NCSU's Klaenhammer Honored

Todd_Klaenhammer.jpgNorth Carolina State University scientist Todd Klaenhammer, Ph.D., whose award-winning research has been boosted by two $40,000 grants from the North Carolina Biotechnology Center, has landed another major accolade.

Klaenhammer has won the 2010 Elie Metchnikoff Prize in biotechnology, given by the International Dairy Foundation and its partners to celebrate scientific discoveries. The prize is named for Nobel prize winner Elie Metchnikoff, a pioneer in studying the potential health effects of eating certain beneficial bacteria.

Klaenhammer was honored for his discoveries in genetic approaches to improving lactic acid bacteria, the "good" bacteria used as starter cultures and probiotics in fermented food and dairy products, such as yogurt.

His recent research has focused on the molecular mechanisms responsible for the survival and activity of probiotic bacteria in the gastrointestinal tract.

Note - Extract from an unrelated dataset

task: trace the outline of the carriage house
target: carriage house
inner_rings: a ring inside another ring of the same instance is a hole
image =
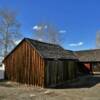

He used that information to develop live bacterial delivery systems for oral vaccines.

Klaenhammer is a Distinguished University Professor and William Neal Reynolds Distinguished Professor of food, bioprocessing and nutrition sciences. He also directs the Southeast Dairy Foods Research Center, which develops and applies new technologies for processing milk and its components into products with improved qualities.